This fixes the following condition: On a cluster with many nodes a single
node
was running as the only node. Any transaction that was attempted against the
persistent databases hung. From a former run of the cluster
"__transaction_lock__" existed in the persistent databases, but with a dmaster
entry in the ctdb header that was not the local node. When the
transaction_start code tried to acquire this, ctdb queued the dmaster request
to a node that does not exist, hanging forever.
I though -- wait a second, why has nobody found this yet with non-persistent
databases? Answer: Non-persistent databases are opened with CLEAR_IF_FIRST,
which means that all records are locally deleted when ctdb attaches to it.
This wipe does not happen for persistent databases, but we have this one
__transaction_lock__ record around that is treated like a non-persistent
database. This patch treats the __transaction_lock__ for persistent db's
specially: It deletes it locally when ctdbd attaches to the db.

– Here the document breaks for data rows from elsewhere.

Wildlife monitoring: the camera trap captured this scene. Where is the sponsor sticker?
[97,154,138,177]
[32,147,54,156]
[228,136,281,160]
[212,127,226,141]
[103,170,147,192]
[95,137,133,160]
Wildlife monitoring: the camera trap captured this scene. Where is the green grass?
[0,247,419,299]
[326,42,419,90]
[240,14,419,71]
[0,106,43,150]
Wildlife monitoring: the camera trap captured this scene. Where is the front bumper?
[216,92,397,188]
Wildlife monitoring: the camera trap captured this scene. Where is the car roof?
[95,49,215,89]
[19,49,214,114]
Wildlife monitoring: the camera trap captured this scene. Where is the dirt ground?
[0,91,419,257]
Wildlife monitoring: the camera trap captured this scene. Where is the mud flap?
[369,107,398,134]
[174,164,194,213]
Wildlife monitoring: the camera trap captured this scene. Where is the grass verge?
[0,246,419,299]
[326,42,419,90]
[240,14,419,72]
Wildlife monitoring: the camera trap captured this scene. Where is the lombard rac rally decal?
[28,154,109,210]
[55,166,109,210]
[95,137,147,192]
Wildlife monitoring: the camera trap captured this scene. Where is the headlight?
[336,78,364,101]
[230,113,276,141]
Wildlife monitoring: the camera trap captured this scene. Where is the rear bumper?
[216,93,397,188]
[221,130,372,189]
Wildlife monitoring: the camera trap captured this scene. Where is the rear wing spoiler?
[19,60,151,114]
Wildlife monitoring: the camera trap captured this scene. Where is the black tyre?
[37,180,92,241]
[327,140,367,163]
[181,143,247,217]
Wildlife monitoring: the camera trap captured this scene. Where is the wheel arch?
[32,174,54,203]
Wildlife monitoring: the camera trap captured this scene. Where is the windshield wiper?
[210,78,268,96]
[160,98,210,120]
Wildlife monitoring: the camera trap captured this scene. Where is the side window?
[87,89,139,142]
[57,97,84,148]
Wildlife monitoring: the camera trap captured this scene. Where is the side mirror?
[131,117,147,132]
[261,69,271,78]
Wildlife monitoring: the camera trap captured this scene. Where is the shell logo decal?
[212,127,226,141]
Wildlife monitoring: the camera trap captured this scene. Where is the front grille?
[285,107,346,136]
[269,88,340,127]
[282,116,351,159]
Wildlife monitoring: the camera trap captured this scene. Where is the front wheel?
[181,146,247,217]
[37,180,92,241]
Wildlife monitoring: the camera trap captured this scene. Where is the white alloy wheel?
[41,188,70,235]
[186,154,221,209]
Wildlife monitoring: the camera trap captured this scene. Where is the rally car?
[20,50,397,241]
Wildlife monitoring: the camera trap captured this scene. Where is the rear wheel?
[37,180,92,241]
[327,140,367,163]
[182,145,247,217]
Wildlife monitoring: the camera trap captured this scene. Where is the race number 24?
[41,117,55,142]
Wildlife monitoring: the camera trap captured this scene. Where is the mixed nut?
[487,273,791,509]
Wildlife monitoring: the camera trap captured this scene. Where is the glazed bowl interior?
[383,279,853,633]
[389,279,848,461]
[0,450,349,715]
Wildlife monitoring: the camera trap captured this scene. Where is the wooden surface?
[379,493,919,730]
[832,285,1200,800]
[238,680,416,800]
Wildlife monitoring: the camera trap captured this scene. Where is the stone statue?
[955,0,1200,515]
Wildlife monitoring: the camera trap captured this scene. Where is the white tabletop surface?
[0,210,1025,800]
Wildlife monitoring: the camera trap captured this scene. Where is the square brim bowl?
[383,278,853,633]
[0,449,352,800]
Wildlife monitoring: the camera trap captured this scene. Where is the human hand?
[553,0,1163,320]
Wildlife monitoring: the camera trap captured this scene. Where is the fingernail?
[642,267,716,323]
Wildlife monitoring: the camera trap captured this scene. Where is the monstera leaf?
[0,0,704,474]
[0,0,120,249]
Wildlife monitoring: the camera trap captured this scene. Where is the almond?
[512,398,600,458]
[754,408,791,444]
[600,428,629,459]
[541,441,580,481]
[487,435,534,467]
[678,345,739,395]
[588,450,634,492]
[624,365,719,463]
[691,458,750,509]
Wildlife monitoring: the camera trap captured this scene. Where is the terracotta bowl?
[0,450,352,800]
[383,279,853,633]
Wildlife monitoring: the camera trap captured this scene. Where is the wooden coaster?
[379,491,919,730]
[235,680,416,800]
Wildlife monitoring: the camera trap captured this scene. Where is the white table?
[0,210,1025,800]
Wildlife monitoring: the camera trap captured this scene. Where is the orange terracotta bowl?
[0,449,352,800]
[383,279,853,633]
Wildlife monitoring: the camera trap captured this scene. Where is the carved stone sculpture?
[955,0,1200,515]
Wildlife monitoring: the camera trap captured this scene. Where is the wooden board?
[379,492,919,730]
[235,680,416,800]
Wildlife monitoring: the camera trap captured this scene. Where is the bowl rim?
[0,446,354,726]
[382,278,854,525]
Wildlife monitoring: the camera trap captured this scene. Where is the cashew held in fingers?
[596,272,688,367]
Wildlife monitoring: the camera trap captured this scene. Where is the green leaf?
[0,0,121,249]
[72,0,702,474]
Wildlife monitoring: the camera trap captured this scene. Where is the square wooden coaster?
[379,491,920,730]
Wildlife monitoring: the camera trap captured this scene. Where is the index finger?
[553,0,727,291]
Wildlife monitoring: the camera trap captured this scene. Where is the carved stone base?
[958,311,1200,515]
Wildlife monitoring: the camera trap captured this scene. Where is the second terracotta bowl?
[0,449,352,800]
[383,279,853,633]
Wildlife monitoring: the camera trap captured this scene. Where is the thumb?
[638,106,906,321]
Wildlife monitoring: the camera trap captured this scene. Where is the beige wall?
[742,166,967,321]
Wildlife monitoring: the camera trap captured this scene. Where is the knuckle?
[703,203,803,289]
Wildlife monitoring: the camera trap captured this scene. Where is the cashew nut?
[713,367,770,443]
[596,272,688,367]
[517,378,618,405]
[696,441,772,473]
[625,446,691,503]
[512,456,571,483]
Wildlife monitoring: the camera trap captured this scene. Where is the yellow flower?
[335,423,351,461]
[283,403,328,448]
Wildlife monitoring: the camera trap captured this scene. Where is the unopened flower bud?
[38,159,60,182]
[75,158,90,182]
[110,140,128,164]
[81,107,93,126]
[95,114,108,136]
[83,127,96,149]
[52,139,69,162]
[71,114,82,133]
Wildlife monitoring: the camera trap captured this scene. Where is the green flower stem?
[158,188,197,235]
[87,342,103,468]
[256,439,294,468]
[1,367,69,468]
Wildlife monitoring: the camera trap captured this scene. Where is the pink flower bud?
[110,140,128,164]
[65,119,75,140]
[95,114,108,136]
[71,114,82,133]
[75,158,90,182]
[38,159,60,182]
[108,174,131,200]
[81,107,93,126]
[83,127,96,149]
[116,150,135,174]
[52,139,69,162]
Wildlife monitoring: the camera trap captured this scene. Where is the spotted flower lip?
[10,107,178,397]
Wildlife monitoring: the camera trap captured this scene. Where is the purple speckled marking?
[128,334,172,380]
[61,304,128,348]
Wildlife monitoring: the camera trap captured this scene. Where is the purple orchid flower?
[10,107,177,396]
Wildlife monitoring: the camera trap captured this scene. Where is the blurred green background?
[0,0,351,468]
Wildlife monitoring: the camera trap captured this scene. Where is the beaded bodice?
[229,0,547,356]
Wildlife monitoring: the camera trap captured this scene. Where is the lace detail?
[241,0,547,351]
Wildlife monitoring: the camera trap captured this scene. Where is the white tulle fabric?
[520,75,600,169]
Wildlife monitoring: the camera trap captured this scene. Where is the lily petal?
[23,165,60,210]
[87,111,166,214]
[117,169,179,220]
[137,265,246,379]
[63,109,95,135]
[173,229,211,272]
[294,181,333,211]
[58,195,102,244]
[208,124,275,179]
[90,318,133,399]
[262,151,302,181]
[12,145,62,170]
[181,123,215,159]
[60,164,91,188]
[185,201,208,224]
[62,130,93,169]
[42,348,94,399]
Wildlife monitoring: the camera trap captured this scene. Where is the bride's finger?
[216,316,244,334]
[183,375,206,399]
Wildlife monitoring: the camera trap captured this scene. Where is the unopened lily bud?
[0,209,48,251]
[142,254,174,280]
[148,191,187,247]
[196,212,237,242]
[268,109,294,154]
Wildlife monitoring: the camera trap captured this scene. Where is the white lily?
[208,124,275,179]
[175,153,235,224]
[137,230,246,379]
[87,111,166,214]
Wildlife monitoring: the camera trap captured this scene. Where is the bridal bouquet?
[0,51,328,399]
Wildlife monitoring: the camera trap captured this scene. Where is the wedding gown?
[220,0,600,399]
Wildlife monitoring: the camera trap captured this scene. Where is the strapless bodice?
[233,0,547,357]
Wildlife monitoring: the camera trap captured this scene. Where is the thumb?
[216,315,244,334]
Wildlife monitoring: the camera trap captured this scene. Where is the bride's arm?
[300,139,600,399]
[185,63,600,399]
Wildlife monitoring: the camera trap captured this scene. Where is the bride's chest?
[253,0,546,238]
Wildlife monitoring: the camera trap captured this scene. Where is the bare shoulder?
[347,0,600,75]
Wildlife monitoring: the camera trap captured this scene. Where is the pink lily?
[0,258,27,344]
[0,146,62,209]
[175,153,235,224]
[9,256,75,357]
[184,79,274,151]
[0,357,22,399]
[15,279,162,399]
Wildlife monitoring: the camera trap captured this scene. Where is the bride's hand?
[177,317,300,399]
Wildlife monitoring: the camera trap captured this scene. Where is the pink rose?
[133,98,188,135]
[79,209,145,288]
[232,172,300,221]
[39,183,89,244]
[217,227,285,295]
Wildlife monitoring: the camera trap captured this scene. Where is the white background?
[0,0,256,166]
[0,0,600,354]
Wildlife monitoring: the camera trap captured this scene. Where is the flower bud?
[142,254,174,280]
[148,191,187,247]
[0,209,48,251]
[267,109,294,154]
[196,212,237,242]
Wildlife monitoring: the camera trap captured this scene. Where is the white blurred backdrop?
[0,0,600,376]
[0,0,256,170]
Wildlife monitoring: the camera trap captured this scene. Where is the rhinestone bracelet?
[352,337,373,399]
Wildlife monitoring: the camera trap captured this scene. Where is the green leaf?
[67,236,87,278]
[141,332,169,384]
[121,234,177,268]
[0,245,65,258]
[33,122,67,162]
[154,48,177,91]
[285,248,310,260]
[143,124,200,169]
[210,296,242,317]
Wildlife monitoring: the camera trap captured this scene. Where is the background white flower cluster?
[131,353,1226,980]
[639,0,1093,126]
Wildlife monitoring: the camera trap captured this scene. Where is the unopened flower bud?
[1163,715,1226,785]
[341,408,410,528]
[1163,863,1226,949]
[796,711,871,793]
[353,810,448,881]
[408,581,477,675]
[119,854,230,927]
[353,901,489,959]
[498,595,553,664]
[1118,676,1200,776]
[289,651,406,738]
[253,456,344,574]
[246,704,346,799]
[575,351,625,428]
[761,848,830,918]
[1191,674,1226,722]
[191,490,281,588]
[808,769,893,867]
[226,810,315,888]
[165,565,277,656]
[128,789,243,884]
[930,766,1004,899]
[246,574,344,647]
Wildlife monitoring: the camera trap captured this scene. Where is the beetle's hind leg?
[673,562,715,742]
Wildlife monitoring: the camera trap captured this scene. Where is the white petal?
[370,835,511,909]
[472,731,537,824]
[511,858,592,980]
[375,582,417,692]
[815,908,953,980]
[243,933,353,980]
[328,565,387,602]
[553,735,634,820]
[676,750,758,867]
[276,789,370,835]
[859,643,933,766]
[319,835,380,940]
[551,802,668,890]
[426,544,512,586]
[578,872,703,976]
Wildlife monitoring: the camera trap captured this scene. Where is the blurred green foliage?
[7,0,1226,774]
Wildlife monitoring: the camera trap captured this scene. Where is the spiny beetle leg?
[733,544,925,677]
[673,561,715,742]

ctdb_check_db_empty(ctdb_db);
}
+ if (persistent) {
+ TDB_DATA transaction_key;
+ transaction_key.dptr = discard_const(
+ CTDB_TRANSACTION_LOCK_KEY);
+ transaction_key.dsize = strlen(CTDB_TRANSACTION_LOCK_KEY);
+ tdb_delete(ctdb_db->ltdb->tdb, transaction_key);
+ }
+
DLIST_ADD(ctdb->db_list, ctdb_db);
/* setting this can help some high churn databases */